Stephenson Family Ties The Barn Burnt Down
And Now I See The Moon

I Remember

Hope is the thing with feathers
That perches in the soul
And sings the tune without the words
And never stops at all.
-Emily Dickinson

basket ball is over! Dang....they were just starting to really have fun!!!




Here are a few of the persistent perceptions of the proceedings of my mind about Young Womens:

I cannot recall giving any calling in my church more time, blood, sweat and figurative tears. (no real tears yet....but wait....Im wrong!!  I cry those happy tears that come when the Spirit whispers to us that we are on the right track)  I suppose I should be embarrassed to admit that I may have been a little less than diligent in past callings, but it's just the truth.  Never have I been more fully invested in anything- outside of the raising of my  family and kids.
When I allow myself to really contemplate the reasons for this intensity I feel in this calling, a few potent reasons come to mind:
* These girls and their peers are our future!!!  Its an over used cliche I know...but its true!!  Now that Im an old lady, I GET IT!!!
* I remember being a teen-ager.  Wasn't it just yesterday!? Im sure it was!!! Man is it tough!!  I do remember!!
* I remember that being a teenage girl is all about friends, being cool, and being talented. (having gifts) And...you needed to be respected in those facets of life.
* And to make matters worse, as a religious, Mormon girl, one has to try and be 'in' the world but not 'of ' the world.  Which makes one very peculiar!! The up-side to this  is truly knowing where you came from and knowing your divine heritage.  Knowing that you are literally a child of our Heavenly Father can truly sift out the trite and unimportant things in life.  It brings everything into focus!!
* I LOVE these girls!!!  I've known them now for 6 months, and I love them!! The Lord has opened my heart and has filled it with the wonders that each of these girls bring to the stage of life.  They are such a unique gaggle of girls.  But you know what else....they love each other as well.  They are a safe place to land for each other.  They have each others back!!! That is a wonderful thing to behold. And I get to see it at least once or twice a week!!!

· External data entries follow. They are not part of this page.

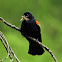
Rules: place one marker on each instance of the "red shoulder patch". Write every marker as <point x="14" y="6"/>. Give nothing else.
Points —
<point x="37" y="22"/>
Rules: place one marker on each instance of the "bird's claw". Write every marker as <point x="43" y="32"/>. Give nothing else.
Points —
<point x="1" y="19"/>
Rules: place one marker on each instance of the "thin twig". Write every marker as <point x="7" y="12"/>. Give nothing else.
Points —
<point x="46" y="48"/>
<point x="6" y="50"/>
<point x="9" y="50"/>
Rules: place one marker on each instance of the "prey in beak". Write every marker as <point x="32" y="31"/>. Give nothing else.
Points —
<point x="24" y="18"/>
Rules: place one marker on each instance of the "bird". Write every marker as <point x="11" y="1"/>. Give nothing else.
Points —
<point x="31" y="27"/>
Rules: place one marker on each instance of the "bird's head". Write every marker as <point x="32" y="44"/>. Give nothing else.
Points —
<point x="27" y="16"/>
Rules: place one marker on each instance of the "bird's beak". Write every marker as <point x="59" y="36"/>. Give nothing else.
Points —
<point x="24" y="18"/>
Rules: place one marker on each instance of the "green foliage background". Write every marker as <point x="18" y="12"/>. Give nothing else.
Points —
<point x="49" y="15"/>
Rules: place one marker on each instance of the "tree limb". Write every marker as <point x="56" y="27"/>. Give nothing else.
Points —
<point x="35" y="40"/>
<point x="8" y="48"/>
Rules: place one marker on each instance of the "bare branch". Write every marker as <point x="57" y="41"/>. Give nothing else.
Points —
<point x="46" y="48"/>
<point x="8" y="24"/>
<point x="42" y="45"/>
<point x="9" y="50"/>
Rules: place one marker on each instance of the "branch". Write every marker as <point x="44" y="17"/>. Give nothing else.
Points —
<point x="8" y="24"/>
<point x="46" y="48"/>
<point x="35" y="40"/>
<point x="8" y="48"/>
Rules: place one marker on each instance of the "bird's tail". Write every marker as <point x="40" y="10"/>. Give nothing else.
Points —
<point x="35" y="49"/>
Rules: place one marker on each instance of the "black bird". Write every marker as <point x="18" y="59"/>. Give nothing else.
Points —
<point x="31" y="27"/>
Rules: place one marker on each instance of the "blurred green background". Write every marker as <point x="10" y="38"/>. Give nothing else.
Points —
<point x="49" y="15"/>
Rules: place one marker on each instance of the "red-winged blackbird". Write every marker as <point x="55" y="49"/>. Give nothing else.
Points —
<point x="31" y="27"/>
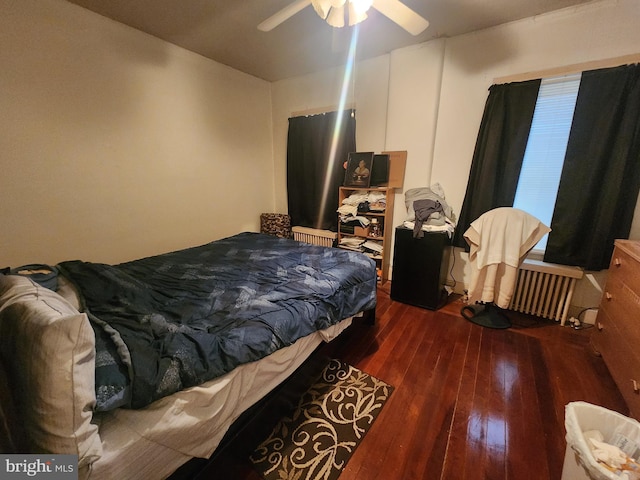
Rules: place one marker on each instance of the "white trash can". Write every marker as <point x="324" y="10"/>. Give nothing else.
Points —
<point x="616" y="429"/>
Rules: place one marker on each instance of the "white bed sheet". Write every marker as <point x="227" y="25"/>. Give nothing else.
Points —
<point x="152" y="442"/>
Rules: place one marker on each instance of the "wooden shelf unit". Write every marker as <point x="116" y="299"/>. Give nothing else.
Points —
<point x="385" y="219"/>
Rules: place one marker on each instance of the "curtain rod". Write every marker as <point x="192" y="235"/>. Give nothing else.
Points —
<point x="321" y="110"/>
<point x="569" y="69"/>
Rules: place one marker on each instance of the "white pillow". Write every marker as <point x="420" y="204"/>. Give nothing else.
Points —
<point x="50" y="360"/>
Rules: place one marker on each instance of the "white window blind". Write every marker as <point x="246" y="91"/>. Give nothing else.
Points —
<point x="544" y="156"/>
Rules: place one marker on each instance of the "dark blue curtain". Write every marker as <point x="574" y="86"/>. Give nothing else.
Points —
<point x="499" y="152"/>
<point x="601" y="174"/>
<point x="314" y="175"/>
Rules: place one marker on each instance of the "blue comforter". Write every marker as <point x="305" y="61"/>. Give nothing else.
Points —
<point x="172" y="321"/>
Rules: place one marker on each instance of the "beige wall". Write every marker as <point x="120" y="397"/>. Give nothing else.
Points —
<point x="435" y="95"/>
<point x="116" y="145"/>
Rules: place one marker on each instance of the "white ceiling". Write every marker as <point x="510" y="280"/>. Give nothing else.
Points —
<point x="225" y="30"/>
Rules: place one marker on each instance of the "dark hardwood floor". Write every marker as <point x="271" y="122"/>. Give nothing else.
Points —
<point x="469" y="402"/>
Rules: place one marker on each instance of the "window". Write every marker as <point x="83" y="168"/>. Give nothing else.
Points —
<point x="546" y="148"/>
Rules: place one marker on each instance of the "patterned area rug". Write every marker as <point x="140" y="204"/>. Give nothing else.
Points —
<point x="330" y="421"/>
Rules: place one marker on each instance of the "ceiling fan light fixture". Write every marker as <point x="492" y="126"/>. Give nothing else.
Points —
<point x="358" y="11"/>
<point x="322" y="7"/>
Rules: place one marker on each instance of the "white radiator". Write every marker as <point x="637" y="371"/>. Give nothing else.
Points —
<point x="326" y="238"/>
<point x="545" y="289"/>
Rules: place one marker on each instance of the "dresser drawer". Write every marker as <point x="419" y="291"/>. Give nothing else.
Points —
<point x="620" y="353"/>
<point x="624" y="268"/>
<point x="622" y="306"/>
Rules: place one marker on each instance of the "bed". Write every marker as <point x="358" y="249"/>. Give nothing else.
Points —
<point x="139" y="367"/>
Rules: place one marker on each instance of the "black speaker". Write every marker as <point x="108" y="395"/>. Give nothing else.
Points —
<point x="380" y="170"/>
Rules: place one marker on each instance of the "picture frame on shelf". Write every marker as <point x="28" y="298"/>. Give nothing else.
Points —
<point x="358" y="172"/>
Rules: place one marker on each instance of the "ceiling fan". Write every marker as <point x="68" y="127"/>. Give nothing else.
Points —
<point x="333" y="11"/>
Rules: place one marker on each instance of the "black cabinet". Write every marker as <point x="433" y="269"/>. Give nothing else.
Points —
<point x="420" y="268"/>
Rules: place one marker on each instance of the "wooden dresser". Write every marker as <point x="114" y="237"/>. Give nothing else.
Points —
<point x="617" y="336"/>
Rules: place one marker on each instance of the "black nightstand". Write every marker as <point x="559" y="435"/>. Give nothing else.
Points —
<point x="420" y="268"/>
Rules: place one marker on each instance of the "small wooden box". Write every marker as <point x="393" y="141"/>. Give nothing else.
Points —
<point x="361" y="231"/>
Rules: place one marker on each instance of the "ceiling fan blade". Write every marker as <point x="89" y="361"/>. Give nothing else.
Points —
<point x="402" y="15"/>
<point x="287" y="12"/>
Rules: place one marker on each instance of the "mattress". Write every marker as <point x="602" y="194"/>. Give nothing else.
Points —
<point x="154" y="441"/>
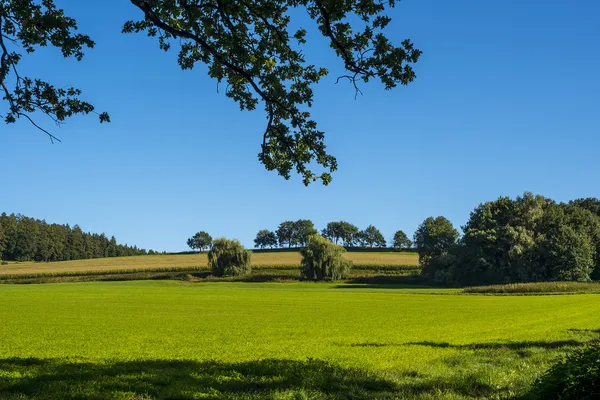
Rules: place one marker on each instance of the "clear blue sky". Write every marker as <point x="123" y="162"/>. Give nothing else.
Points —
<point x="506" y="100"/>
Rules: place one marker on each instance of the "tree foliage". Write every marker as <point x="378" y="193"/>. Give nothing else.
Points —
<point x="371" y="237"/>
<point x="401" y="241"/>
<point x="25" y="26"/>
<point x="26" y="239"/>
<point x="342" y="231"/>
<point x="295" y="233"/>
<point x="434" y="240"/>
<point x="575" y="376"/>
<point x="265" y="238"/>
<point x="200" y="241"/>
<point x="248" y="45"/>
<point x="528" y="239"/>
<point x="229" y="258"/>
<point x="324" y="260"/>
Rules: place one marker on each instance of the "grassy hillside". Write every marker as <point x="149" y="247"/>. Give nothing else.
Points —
<point x="147" y="340"/>
<point x="183" y="261"/>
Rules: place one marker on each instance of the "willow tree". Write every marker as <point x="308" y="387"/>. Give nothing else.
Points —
<point x="247" y="44"/>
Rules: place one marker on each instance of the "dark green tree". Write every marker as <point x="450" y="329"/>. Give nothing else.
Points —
<point x="590" y="203"/>
<point x="2" y="242"/>
<point x="303" y="229"/>
<point x="200" y="241"/>
<point x="342" y="231"/>
<point x="324" y="260"/>
<point x="265" y="238"/>
<point x="372" y="237"/>
<point x="531" y="238"/>
<point x="285" y="233"/>
<point x="435" y="239"/>
<point x="28" y="239"/>
<point x="229" y="258"/>
<point x="401" y="241"/>
<point x="254" y="47"/>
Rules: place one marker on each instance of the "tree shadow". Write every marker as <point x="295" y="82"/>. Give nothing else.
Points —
<point x="502" y="345"/>
<point x="31" y="378"/>
<point x="389" y="282"/>
<point x="585" y="331"/>
<point x="56" y="379"/>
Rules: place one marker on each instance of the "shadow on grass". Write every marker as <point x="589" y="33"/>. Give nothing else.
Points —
<point x="559" y="344"/>
<point x="388" y="282"/>
<point x="502" y="345"/>
<point x="273" y="379"/>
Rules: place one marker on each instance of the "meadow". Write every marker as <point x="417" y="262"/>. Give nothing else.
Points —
<point x="222" y="340"/>
<point x="194" y="262"/>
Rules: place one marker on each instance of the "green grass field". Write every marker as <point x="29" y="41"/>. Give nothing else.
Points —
<point x="193" y="262"/>
<point x="185" y="340"/>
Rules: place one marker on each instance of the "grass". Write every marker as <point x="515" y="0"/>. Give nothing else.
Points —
<point x="186" y="262"/>
<point x="238" y="340"/>
<point x="538" y="288"/>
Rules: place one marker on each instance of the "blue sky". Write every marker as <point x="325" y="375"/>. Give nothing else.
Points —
<point x="506" y="100"/>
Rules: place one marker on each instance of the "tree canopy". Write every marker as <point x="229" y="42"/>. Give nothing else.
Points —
<point x="24" y="239"/>
<point x="371" y="237"/>
<point x="401" y="240"/>
<point x="265" y="238"/>
<point x="249" y="45"/>
<point x="341" y="230"/>
<point x="201" y="241"/>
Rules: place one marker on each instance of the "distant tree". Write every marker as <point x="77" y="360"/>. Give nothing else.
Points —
<point x="434" y="239"/>
<point x="590" y="203"/>
<point x="2" y="244"/>
<point x="342" y="231"/>
<point x="530" y="238"/>
<point x="285" y="233"/>
<point x="265" y="238"/>
<point x="303" y="229"/>
<point x="200" y="241"/>
<point x="324" y="260"/>
<point x="372" y="237"/>
<point x="401" y="241"/>
<point x="229" y="258"/>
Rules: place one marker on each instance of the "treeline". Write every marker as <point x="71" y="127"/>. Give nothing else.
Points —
<point x="296" y="233"/>
<point x="528" y="239"/>
<point x="26" y="239"/>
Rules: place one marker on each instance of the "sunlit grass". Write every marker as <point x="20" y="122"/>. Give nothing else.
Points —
<point x="537" y="287"/>
<point x="194" y="261"/>
<point x="163" y="339"/>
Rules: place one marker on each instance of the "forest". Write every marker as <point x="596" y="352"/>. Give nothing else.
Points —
<point x="28" y="239"/>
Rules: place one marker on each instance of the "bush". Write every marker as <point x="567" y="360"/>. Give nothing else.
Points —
<point x="324" y="260"/>
<point x="577" y="376"/>
<point x="229" y="258"/>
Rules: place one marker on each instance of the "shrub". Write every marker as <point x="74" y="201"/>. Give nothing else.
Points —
<point x="324" y="260"/>
<point x="229" y="258"/>
<point x="577" y="376"/>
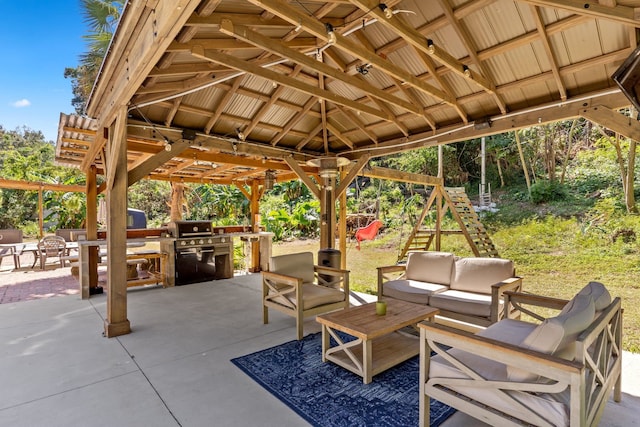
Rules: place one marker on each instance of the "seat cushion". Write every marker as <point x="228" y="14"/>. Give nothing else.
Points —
<point x="430" y="267"/>
<point x="470" y="303"/>
<point x="479" y="274"/>
<point x="298" y="265"/>
<point x="411" y="290"/>
<point x="510" y="331"/>
<point x="316" y="295"/>
<point x="557" y="335"/>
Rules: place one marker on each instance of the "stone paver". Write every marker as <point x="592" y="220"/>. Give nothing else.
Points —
<point x="28" y="284"/>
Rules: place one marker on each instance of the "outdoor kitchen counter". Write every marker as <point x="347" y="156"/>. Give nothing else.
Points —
<point x="136" y="249"/>
<point x="262" y="253"/>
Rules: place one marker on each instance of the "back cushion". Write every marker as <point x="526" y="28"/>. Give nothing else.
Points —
<point x="430" y="267"/>
<point x="557" y="335"/>
<point x="478" y="274"/>
<point x="298" y="265"/>
<point x="597" y="291"/>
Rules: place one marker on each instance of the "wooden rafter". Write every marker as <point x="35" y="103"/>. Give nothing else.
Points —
<point x="291" y="123"/>
<point x="537" y="15"/>
<point x="223" y="104"/>
<point x="621" y="14"/>
<point x="300" y="58"/>
<point x="489" y="85"/>
<point x="319" y="30"/>
<point x="251" y="68"/>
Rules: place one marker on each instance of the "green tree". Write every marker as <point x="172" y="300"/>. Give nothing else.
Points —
<point x="101" y="17"/>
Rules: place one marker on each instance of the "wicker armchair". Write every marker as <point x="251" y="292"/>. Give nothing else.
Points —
<point x="52" y="247"/>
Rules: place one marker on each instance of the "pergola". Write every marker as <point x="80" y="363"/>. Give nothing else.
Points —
<point x="313" y="90"/>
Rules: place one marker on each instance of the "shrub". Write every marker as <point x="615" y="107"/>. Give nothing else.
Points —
<point x="548" y="191"/>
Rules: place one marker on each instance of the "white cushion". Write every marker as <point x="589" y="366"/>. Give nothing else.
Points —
<point x="316" y="295"/>
<point x="430" y="267"/>
<point x="411" y="290"/>
<point x="298" y="265"/>
<point x="597" y="291"/>
<point x="557" y="335"/>
<point x="470" y="303"/>
<point x="478" y="274"/>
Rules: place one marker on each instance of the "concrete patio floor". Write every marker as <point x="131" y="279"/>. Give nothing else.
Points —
<point x="174" y="369"/>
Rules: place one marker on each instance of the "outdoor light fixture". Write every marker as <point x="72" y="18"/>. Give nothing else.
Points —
<point x="331" y="33"/>
<point x="269" y="179"/>
<point x="431" y="46"/>
<point x="188" y="134"/>
<point x="363" y="69"/>
<point x="329" y="166"/>
<point x="388" y="13"/>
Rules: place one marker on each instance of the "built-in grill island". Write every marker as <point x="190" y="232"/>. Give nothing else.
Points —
<point x="199" y="254"/>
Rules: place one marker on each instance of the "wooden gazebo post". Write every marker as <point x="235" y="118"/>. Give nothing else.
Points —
<point x="116" y="322"/>
<point x="91" y="225"/>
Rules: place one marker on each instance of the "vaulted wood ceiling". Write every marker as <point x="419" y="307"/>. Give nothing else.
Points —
<point x="237" y="87"/>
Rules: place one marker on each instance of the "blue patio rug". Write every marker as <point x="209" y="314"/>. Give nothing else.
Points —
<point x="327" y="395"/>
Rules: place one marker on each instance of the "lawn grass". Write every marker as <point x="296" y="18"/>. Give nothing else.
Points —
<point x="555" y="257"/>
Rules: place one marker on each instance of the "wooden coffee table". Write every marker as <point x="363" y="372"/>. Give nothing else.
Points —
<point x="378" y="346"/>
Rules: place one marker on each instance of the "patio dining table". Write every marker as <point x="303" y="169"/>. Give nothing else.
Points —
<point x="33" y="248"/>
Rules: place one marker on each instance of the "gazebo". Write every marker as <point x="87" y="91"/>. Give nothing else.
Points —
<point x="312" y="90"/>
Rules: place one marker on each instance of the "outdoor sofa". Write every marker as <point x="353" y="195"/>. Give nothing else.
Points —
<point x="465" y="289"/>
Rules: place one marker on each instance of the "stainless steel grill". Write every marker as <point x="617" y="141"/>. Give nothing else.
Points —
<point x="200" y="256"/>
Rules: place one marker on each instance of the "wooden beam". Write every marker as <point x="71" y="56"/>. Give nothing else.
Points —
<point x="396" y="175"/>
<point x="354" y="170"/>
<point x="613" y="120"/>
<point x="35" y="186"/>
<point x="150" y="164"/>
<point x="272" y="46"/>
<point x="622" y="14"/>
<point x="318" y="29"/>
<point x="313" y="187"/>
<point x="141" y="39"/>
<point x="544" y="38"/>
<point x="231" y="61"/>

6 months is  short time to admit  to you that I already feel these things about these girls.  I can now look at these pictures of just a few of our girls and I can tell you   that the Lord has definitely opened my heart and mind and has filled it with miraculous insights to the many gifts and abilities and  attributes  that each girl enjoys.  I have been blessed with the gift of discernment as far as these girls are concerned, and I feel the great responsibility!!!  My prayers are different now. I am more focused and I plead in earnest in their behalf.  And I plead for myself of course, that I may serve them well and to the best of my abilities. That is my hearts' desire...to help them and to guide them in anything they may need.
With all this added responsibility and concern also comes a greater satisfaction. (Isnt that what my mom always told me!!??)  My outright disbelief that a call such as this could be mine has now turned to feelings of intense gratitude and thanksgiving.
I feel so blessed!  (some time I will have to relate to you the miracle of 'my 'choice of counselors.)
I am so thankful!
I am humbled.
I am lucky!
And I look forward to each opportunity I get to spend with these fine young women.
They always make me smile.
I marvel at their strength  and knowledge and the testimonies they have of their purpose and in their Savior and His plan for us.
All I have to offer them is my complete and unconditional love; which will never fail them. I can promise them this!!!

2 comments:

Lisa said...

I knew you would feel this way, Cindy! I love how we get these tender mercies in our lives, just when we need them. Hooray! Enjoy this time and season...

Jared + Carly Reid said...

WOW, that was so powerful aunt cindy! you are an incredible woman and these girls are so lucky to have you as their leader! i loved reading this post because i remember posts months ago when you felt completely inadequate for this calling and............VOILA!!!!! look at you now :) heavenly father only gives things he knows you can handle and succeed at! love you!